Nous ne sommes qu’au début d’une expérience nouvelle. On avait déjà parlé de lock-out ; on en avait même esquissé l’application, mais on s’était arrêté dès le premier pas ; aujourd’hui seulement on s’y est engagé avec une résolution qui paraît ferme, et qui l’est sans doute. Il est fâcheux, — mais ce n’est pas la faute des patrons, — que le fait se soit produit à la veille du 1er mai et des élections municipales. Si le lock-out n’est pas terminé le 1er mai, cette journée sera peut-être un peu plus mouvementée que les années précédentes. Les élections municipales du 3 pourront s’en ressentir à Paris. On a jugé à propos de créer un ministère du Travail : ce serait pour son titulaire une bonne occasion de montrer qu’il sert à autre chose qu’à éteindre les lumières d’en haut. S’il a acquis quelque influence sur les patrons, et surtout sur les ouvriers, il pourrait rendre un vrai service à la paix publique.
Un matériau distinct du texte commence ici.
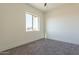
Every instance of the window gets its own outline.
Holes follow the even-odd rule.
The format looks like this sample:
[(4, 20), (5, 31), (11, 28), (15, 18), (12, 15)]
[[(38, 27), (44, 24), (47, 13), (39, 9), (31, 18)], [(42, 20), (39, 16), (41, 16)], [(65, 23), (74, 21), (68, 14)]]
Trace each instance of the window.
[(26, 31), (39, 31), (39, 18), (26, 14)]

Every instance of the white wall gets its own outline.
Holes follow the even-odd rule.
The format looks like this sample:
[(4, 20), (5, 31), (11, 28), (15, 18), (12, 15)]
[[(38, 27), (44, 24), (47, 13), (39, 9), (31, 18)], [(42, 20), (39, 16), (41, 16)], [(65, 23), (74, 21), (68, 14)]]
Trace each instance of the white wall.
[[(25, 12), (40, 16), (40, 31), (26, 32)], [(0, 51), (44, 38), (43, 13), (25, 4), (0, 4)]]
[(47, 38), (79, 44), (79, 4), (65, 4), (46, 13)]

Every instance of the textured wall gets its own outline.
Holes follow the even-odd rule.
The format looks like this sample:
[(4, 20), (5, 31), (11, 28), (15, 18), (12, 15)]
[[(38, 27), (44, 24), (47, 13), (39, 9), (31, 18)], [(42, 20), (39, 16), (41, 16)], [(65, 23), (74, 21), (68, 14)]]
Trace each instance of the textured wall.
[[(40, 16), (40, 31), (26, 32), (26, 12)], [(26, 4), (0, 4), (0, 28), (0, 51), (43, 38), (43, 13)]]
[(50, 39), (79, 44), (79, 4), (64, 4), (46, 13)]

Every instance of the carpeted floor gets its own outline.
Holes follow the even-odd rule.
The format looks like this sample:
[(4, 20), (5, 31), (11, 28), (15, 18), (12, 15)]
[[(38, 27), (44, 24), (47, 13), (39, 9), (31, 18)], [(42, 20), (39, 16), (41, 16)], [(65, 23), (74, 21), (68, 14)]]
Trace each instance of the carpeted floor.
[(79, 45), (41, 39), (6, 52), (10, 55), (79, 55)]

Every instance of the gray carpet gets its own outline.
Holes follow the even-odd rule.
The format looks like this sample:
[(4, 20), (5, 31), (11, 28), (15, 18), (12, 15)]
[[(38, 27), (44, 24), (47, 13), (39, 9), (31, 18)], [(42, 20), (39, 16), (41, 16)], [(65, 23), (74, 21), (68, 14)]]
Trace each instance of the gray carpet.
[(41, 39), (6, 52), (10, 55), (79, 55), (79, 45)]

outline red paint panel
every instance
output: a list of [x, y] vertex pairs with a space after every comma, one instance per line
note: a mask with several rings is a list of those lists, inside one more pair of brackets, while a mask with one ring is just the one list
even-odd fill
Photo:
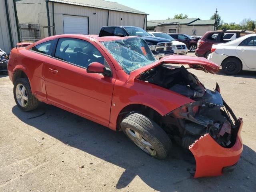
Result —
[[242, 118], [239, 120], [240, 124], [236, 141], [232, 147], [220, 146], [209, 134], [202, 136], [190, 146], [196, 163], [195, 178], [221, 175], [223, 167], [237, 162], [243, 150], [240, 135], [243, 121]]

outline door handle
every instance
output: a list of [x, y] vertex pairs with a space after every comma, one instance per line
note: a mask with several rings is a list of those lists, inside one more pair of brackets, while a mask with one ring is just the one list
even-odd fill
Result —
[[48, 70], [51, 72], [52, 72], [53, 73], [58, 73], [58, 70], [55, 69], [52, 69], [52, 68], [49, 68]]

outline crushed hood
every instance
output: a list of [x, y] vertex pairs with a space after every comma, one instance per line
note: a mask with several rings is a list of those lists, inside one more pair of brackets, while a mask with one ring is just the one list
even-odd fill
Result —
[[156, 61], [151, 64], [132, 71], [130, 74], [127, 81], [129, 81], [134, 78], [138, 78], [140, 76], [140, 74], [142, 73], [164, 64], [188, 65], [190, 67], [199, 67], [196, 69], [204, 70], [213, 74], [216, 73], [220, 69], [220, 67], [217, 64], [205, 58], [191, 56], [170, 55]]

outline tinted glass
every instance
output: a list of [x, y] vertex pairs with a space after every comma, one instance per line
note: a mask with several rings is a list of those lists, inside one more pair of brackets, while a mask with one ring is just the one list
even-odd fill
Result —
[[146, 31], [139, 27], [126, 27], [124, 28], [131, 36], [150, 36]]
[[54, 40], [51, 40], [36, 45], [31, 48], [31, 50], [39, 53], [50, 55], [51, 54], [50, 48], [54, 41]]
[[128, 74], [156, 60], [147, 43], [142, 38], [130, 38], [102, 43]]
[[247, 46], [256, 46], [256, 37], [250, 37], [247, 40]]
[[182, 35], [178, 35], [178, 39], [185, 40], [185, 37], [186, 37], [185, 36], [183, 36]]
[[114, 34], [115, 35], [117, 35], [118, 34], [123, 34], [124, 36], [126, 36], [124, 30], [120, 28], [115, 28], [114, 31]]
[[113, 35], [112, 28], [104, 28], [102, 30], [102, 36], [113, 36]]
[[78, 39], [60, 39], [54, 56], [85, 68], [92, 62], [104, 64], [104, 58], [94, 46], [87, 41]]
[[169, 40], [170, 40], [171, 41], [175, 41], [175, 40], [172, 37], [171, 37], [170, 35], [168, 35], [166, 33], [154, 33], [153, 34], [154, 34], [154, 35], [156, 37], [162, 37], [162, 38], [164, 38], [165, 39], [169, 39]]

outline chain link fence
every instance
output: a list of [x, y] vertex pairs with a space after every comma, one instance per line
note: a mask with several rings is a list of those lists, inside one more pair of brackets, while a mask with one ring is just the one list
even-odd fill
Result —
[[22, 42], [35, 42], [55, 34], [53, 26], [20, 24], [19, 28]]

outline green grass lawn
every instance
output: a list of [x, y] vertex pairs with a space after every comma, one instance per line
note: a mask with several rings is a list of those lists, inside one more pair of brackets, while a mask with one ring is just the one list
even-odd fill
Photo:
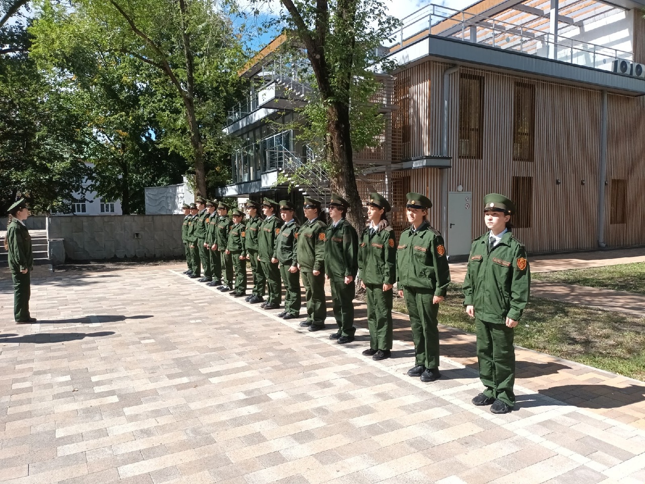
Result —
[[531, 277], [537, 281], [577, 284], [645, 294], [645, 262], [553, 272], [533, 272]]
[[[439, 322], [474, 333], [462, 305], [461, 286], [452, 284]], [[394, 310], [407, 314], [402, 299]], [[515, 328], [515, 344], [645, 381], [645, 318], [532, 298]]]

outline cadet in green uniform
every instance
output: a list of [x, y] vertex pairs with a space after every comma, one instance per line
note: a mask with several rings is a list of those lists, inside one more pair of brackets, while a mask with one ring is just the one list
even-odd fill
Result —
[[397, 248], [394, 231], [385, 216], [390, 210], [385, 198], [371, 194], [367, 209], [370, 226], [359, 241], [359, 269], [367, 296], [370, 328], [370, 348], [362, 354], [375, 360], [389, 358], [392, 349], [392, 287], [396, 281]]
[[34, 252], [32, 237], [25, 225], [30, 215], [26, 200], [20, 199], [8, 211], [10, 217], [5, 236], [5, 248], [14, 282], [14, 318], [18, 324], [34, 323], [36, 318], [32, 318], [29, 312]]
[[197, 204], [190, 204], [190, 220], [188, 221], [188, 243], [190, 244], [190, 263], [192, 267], [190, 270], [192, 272], [189, 277], [197, 279], [201, 277], [201, 263], [199, 261], [199, 248], [197, 247], [197, 236], [195, 234], [195, 230], [197, 227]]
[[329, 204], [332, 222], [325, 232], [324, 270], [332, 288], [333, 316], [338, 331], [330, 335], [341, 344], [354, 340], [354, 296], [358, 265], [358, 236], [345, 220], [350, 204], [332, 194]]
[[222, 285], [222, 257], [217, 250], [217, 223], [219, 221], [219, 216], [215, 211], [217, 206], [217, 202], [215, 200], [206, 201], [206, 208], [209, 213], [206, 225], [206, 244], [213, 279], [206, 285], [211, 287]]
[[208, 252], [208, 245], [206, 243], [206, 219], [208, 217], [208, 210], [206, 209], [206, 199], [197, 197], [195, 199], [199, 213], [197, 215], [197, 227], [195, 228], [195, 235], [197, 237], [197, 247], [199, 248], [199, 261], [201, 263], [204, 276], [198, 282], [210, 282], [213, 280], [210, 272], [210, 254]]
[[441, 376], [437, 314], [450, 283], [450, 270], [443, 237], [426, 219], [432, 202], [418, 193], [406, 197], [412, 226], [401, 233], [399, 241], [397, 283], [399, 295], [405, 297], [414, 339], [415, 366], [408, 374], [427, 383]]
[[275, 240], [275, 254], [280, 263], [280, 275], [284, 285], [284, 310], [278, 314], [283, 319], [300, 316], [303, 296], [298, 274], [297, 241], [300, 224], [293, 217], [295, 207], [288, 200], [280, 201], [280, 217], [284, 223]]
[[246, 229], [244, 230], [244, 247], [246, 258], [251, 263], [251, 274], [253, 275], [253, 290], [246, 301], [251, 304], [264, 302], [264, 287], [266, 279], [262, 271], [262, 266], [257, 260], [257, 236], [259, 235], [262, 219], [258, 216], [260, 204], [253, 200], [246, 200]]
[[324, 294], [324, 232], [327, 224], [321, 202], [304, 197], [304, 216], [307, 221], [298, 232], [298, 268], [304, 286], [307, 301], [307, 319], [300, 325], [310, 331], [324, 329], [327, 303]]
[[221, 201], [217, 205], [217, 250], [222, 257], [222, 270], [224, 276], [223, 285], [218, 287], [222, 292], [233, 290], [233, 258], [226, 253], [228, 234], [233, 227], [233, 221], [228, 218], [228, 205]]
[[515, 205], [499, 194], [484, 197], [488, 231], [473, 241], [464, 281], [464, 305], [477, 330], [479, 379], [484, 392], [476, 405], [493, 414], [513, 410], [515, 395], [515, 328], [528, 301], [531, 271], [524, 246], [513, 236], [509, 221]]
[[268, 287], [266, 302], [260, 305], [264, 309], [277, 309], [282, 300], [280, 269], [275, 253], [275, 239], [280, 235], [280, 227], [282, 227], [282, 221], [275, 216], [277, 206], [275, 201], [264, 198], [262, 211], [266, 218], [260, 225], [260, 234], [257, 237], [257, 260], [262, 265]]
[[181, 241], [184, 243], [184, 251], [186, 253], [186, 265], [188, 267], [188, 270], [184, 270], [184, 274], [190, 276], [193, 273], [190, 270], [192, 267], [190, 262], [190, 243], [188, 242], [188, 221], [190, 219], [190, 205], [184, 203], [181, 206], [181, 209], [184, 211], [184, 222], [181, 224]]
[[242, 220], [243, 214], [237, 208], [231, 210], [233, 227], [228, 233], [228, 244], [226, 255], [230, 255], [235, 272], [235, 290], [231, 294], [235, 297], [241, 297], [246, 294], [246, 254], [244, 252], [244, 226]]

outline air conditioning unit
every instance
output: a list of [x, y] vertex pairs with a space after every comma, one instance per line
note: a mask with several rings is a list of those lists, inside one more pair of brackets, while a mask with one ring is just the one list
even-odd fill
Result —
[[645, 78], [645, 65], [643, 64], [632, 64], [631, 75], [637, 77]]
[[617, 59], [613, 61], [613, 72], [619, 74], [631, 76], [631, 63], [624, 59]]

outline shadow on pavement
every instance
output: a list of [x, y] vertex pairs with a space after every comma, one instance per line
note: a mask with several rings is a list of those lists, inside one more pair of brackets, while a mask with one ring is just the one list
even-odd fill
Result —
[[[145, 319], [152, 318], [152, 314], [141, 314], [135, 316], [125, 316], [123, 314], [92, 314], [80, 318], [64, 318], [62, 319], [43, 319], [36, 321], [41, 325], [54, 324], [83, 324], [89, 325], [96, 323], [116, 323], [126, 319]], [[98, 319], [98, 321], [97, 321]]]
[[33, 343], [43, 344], [46, 343], [60, 343], [61, 341], [74, 341], [86, 338], [100, 338], [114, 334], [114, 331], [99, 331], [95, 333], [38, 333], [25, 334], [22, 336], [7, 338], [9, 335], [0, 335], [0, 343]]

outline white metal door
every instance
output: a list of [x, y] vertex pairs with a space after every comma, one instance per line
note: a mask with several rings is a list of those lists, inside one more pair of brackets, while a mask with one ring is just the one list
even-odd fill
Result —
[[448, 194], [448, 234], [446, 243], [448, 256], [468, 256], [473, 236], [473, 194], [470, 192], [449, 192]]

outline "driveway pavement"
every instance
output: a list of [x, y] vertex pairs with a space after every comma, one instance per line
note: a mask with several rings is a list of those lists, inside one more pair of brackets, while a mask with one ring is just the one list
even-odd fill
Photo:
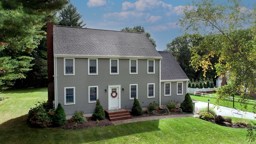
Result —
[[[198, 108], [201, 108], [208, 106], [208, 103], [202, 101], [199, 101], [199, 102], [195, 103], [195, 106]], [[209, 104], [209, 106], [213, 107], [213, 104]], [[252, 112], [243, 112], [240, 111], [238, 109], [231, 108], [223, 106], [220, 106], [220, 108], [217, 109], [217, 106], [215, 107], [214, 109], [216, 111], [217, 115], [221, 115], [222, 116], [233, 117], [237, 118], [247, 118], [251, 119], [255, 119], [253, 117], [256, 117], [256, 114]], [[221, 111], [220, 111], [221, 110]]]

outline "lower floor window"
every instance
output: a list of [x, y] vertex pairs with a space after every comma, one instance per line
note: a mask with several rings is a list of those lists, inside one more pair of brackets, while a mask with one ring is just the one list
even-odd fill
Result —
[[96, 102], [98, 98], [98, 86], [89, 87], [89, 102]]
[[75, 87], [66, 87], [65, 89], [65, 104], [75, 104]]

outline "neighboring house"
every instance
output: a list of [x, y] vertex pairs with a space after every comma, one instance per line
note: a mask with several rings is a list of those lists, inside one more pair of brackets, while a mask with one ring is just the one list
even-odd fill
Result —
[[[142, 33], [54, 25], [47, 23], [49, 105], [91, 116], [105, 110], [144, 110], [155, 101], [184, 99], [188, 79], [169, 52], [158, 52]], [[115, 96], [116, 96], [115, 97]]]

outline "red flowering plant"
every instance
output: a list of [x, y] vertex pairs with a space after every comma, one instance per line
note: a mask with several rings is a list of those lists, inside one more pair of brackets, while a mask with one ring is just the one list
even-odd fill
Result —
[[80, 121], [83, 117], [84, 117], [83, 113], [84, 112], [83, 111], [79, 111], [79, 112], [77, 110], [75, 111], [74, 113], [74, 116], [72, 117], [70, 119], [73, 120], [74, 121], [79, 122]]

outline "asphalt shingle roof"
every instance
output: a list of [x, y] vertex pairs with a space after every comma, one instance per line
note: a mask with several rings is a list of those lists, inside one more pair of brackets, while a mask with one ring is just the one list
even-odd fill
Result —
[[161, 80], [188, 79], [170, 52], [158, 51], [158, 52], [163, 57], [161, 62]]
[[161, 57], [143, 33], [54, 25], [54, 54]]

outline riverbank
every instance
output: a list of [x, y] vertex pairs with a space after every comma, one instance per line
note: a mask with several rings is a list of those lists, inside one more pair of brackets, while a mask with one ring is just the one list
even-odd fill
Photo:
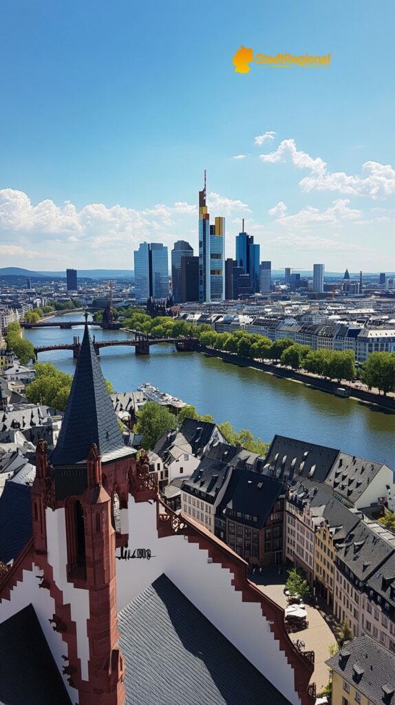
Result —
[[[199, 345], [199, 351], [211, 357], [219, 357], [225, 362], [232, 362], [238, 367], [260, 369], [261, 372], [268, 373], [275, 377], [301, 382], [307, 386], [332, 394], [334, 394], [336, 389], [340, 386], [337, 381], [333, 381], [331, 379], [325, 379], [315, 375], [309, 374], [308, 372], [301, 372], [287, 367], [279, 367], [268, 362], [242, 357], [233, 352], [225, 352], [222, 350], [214, 350], [213, 348], [206, 348], [204, 345]], [[350, 392], [350, 396], [355, 399], [369, 404], [375, 404], [395, 412], [395, 399], [393, 397], [384, 396], [382, 394], [377, 394], [364, 389], [358, 389], [347, 382], [341, 382], [341, 386], [343, 388], [347, 389]]]

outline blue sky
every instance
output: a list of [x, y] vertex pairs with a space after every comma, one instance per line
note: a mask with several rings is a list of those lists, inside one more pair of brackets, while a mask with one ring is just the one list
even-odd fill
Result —
[[[393, 269], [394, 23], [388, 0], [3, 0], [0, 266], [196, 247], [206, 168], [227, 256], [244, 216], [275, 266]], [[242, 44], [331, 61], [237, 74]]]

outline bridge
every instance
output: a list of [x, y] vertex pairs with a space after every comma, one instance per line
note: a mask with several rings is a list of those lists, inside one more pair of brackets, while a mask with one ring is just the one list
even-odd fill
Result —
[[[92, 343], [95, 352], [100, 355], [102, 348], [113, 348], [115, 345], [127, 345], [134, 348], [136, 355], [149, 355], [151, 345], [157, 345], [161, 343], [175, 343], [177, 350], [194, 350], [199, 344], [197, 338], [152, 338], [142, 333], [135, 333], [135, 339], [125, 338], [123, 341], [96, 341], [94, 336]], [[77, 360], [80, 355], [81, 343], [80, 336], [74, 336], [73, 343], [63, 343], [58, 345], [40, 345], [35, 348], [35, 355], [38, 357], [39, 352], [47, 352], [49, 350], [72, 350], [73, 357]]]
[[[84, 321], [37, 321], [37, 323], [22, 322], [20, 326], [22, 328], [73, 328], [75, 326], [84, 326]], [[105, 328], [108, 330], [118, 330], [122, 327], [120, 323], [111, 323], [108, 325], [104, 325], [96, 321], [89, 321], [89, 326], [97, 326], [98, 328]]]

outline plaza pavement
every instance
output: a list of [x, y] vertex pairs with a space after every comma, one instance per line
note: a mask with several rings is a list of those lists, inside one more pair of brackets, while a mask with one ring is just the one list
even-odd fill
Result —
[[[253, 575], [250, 574], [249, 577], [274, 602], [285, 608], [287, 603], [284, 594], [284, 587], [287, 577], [287, 568], [282, 566], [282, 572], [279, 575], [280, 568], [280, 566], [275, 566], [263, 568], [261, 575], [256, 572]], [[325, 661], [330, 658], [330, 644], [336, 643], [336, 637], [328, 624], [332, 623], [332, 620], [321, 613], [316, 607], [309, 605], [308, 601], [306, 603], [306, 609], [308, 627], [290, 633], [289, 637], [293, 642], [296, 642], [297, 639], [304, 642], [305, 647], [303, 651], [314, 651], [314, 673], [311, 682], [316, 684], [317, 692], [319, 693], [329, 680], [328, 667]]]

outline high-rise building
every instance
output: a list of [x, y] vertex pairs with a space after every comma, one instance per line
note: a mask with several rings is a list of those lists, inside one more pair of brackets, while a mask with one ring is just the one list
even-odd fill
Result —
[[180, 301], [199, 301], [199, 257], [181, 257]]
[[[183, 257], [193, 257], [194, 250], [184, 240], [177, 240], [171, 251], [171, 283], [173, 299], [175, 303], [182, 301], [181, 297], [181, 259]], [[192, 300], [190, 299], [184, 300]]]
[[136, 301], [165, 299], [169, 293], [168, 248], [161, 243], [141, 243], [134, 251]]
[[199, 192], [199, 302], [225, 298], [225, 218], [216, 217], [210, 225], [204, 188]]
[[68, 291], [77, 291], [77, 269], [66, 269], [66, 281]]
[[169, 259], [168, 248], [160, 243], [149, 246], [149, 295], [167, 299], [169, 295]]
[[149, 245], [141, 243], [134, 250], [134, 289], [136, 301], [146, 301], [149, 297]]
[[242, 266], [244, 274], [249, 274], [252, 293], [259, 290], [259, 245], [253, 244], [253, 235], [243, 231], [236, 236], [236, 263]]
[[272, 288], [272, 263], [261, 262], [259, 274], [259, 290], [262, 294], [270, 294]]
[[227, 301], [233, 298], [233, 268], [234, 259], [227, 257], [225, 263], [225, 298]]
[[313, 265], [313, 291], [322, 294], [324, 290], [324, 264]]

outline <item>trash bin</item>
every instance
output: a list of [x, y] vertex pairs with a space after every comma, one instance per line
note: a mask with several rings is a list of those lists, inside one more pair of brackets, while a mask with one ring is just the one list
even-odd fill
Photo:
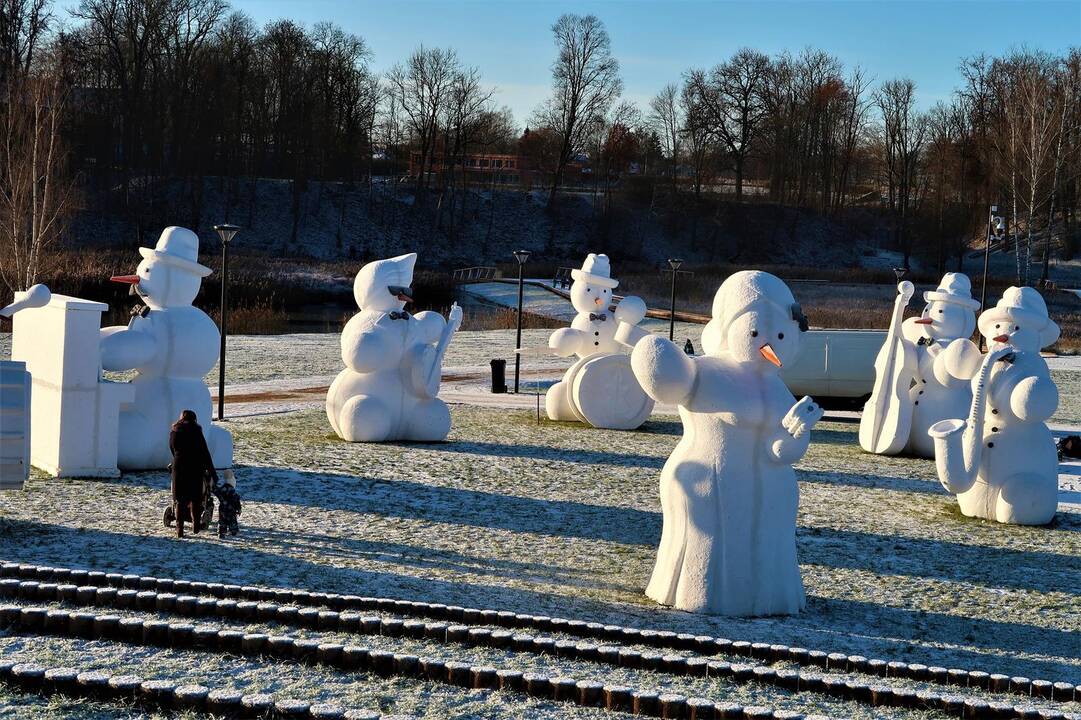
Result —
[[507, 391], [507, 361], [503, 358], [492, 360], [492, 392]]

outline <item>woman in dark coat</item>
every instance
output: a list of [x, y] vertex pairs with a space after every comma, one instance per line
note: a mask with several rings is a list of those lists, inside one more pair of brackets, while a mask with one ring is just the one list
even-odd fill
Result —
[[173, 430], [169, 434], [169, 449], [173, 451], [172, 491], [176, 536], [184, 537], [185, 519], [190, 518], [191, 532], [202, 530], [199, 521], [202, 519], [205, 492], [203, 483], [206, 476], [217, 482], [206, 439], [196, 422], [196, 414], [190, 410], [182, 412], [179, 419], [173, 423]]

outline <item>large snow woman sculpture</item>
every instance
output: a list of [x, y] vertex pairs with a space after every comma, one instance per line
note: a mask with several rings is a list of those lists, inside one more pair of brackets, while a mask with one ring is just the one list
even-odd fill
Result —
[[969, 419], [931, 426], [938, 480], [961, 512], [1022, 525], [1051, 522], [1058, 506], [1058, 455], [1045, 422], [1058, 388], [1040, 349], [1058, 325], [1032, 288], [1010, 288], [979, 316], [988, 351], [972, 381]]
[[664, 528], [645, 594], [680, 610], [779, 615], [804, 605], [796, 562], [799, 489], [791, 464], [822, 410], [777, 375], [806, 320], [788, 286], [760, 271], [729, 277], [703, 333], [705, 355], [642, 338], [639, 382], [679, 405], [683, 438], [660, 474]]
[[438, 441], [451, 431], [440, 400], [443, 355], [462, 326], [454, 304], [438, 312], [410, 315], [416, 253], [369, 263], [352, 292], [360, 307], [342, 331], [345, 370], [326, 392], [326, 417], [343, 440]]

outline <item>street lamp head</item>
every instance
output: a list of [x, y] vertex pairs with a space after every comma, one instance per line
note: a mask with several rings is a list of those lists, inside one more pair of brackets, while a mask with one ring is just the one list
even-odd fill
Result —
[[1006, 222], [1002, 218], [1002, 215], [991, 217], [991, 228], [996, 237], [1001, 237], [1006, 231]]
[[232, 237], [240, 231], [240, 226], [226, 223], [225, 225], [215, 225], [214, 230], [217, 232], [217, 237], [222, 238], [222, 244], [227, 245]]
Le Sénat a voté, non sans l’avoir amendée heureusement, la loi de dévolution des biens ecclésiastiques. La discussion a été longue, parfois passionnée, mais brillante et finalement utile : elle s’est toujours maintenue à un niveau élevé et fait grand honneur à l’assemblée où elle s’est produite. Certes, la loi reste mauvaise, détestable même à quelques égards ; en dépit des efforts de l’opposition libérale, le Sénat lui a maintenu son caractère rétroactif. Toutefois, il en fait disparaître le trait le plus odieux, ce qu’on a appelé la confiscation des biens des morts, c’est-à-dire des sommes qui étaient affectées par les donateurs ou les fondateurs à la célébration de messes ou d’autres exercices religieux en vue du repos de leurs âmes. Déjà, à la Chambre, des voix éloquentes s’étaient élevées contre ce brutal abus de la force, mais la majorité n’avait pas tenu compte de leur protestation. Au Sénat, il en a été autrement, ce qui tient à deux causes : d’abord à ce que le milieu n’est pas le même ; ensuite à ce qu’un travail s’est fait dans les esprits en dehors du Parlement. On s’est ému, on s’est indigné de ce qu’avait de répugnant cette spoliation de morts qui ne peuvent pas se défendre, et qu’on privait par surcroît de la défense qu’ils pouvaient trouver auprès des vivans. Le Sénat a fini par entendre le cri qui s’échappait de la conscience publique. Cela prouve qu’il ne faut jamais désespérer d’une bonne cause. Les orateurs et les écrivains de l’opposition n’avaient pas grande confiance, au début, dans l’efficacité de leurs efforts. Cependant ils ont parlé, ils ont écrit, ils ont lutté. Peu à peu les résistances ont fléchi devant eux, et finalement elles ont cédé.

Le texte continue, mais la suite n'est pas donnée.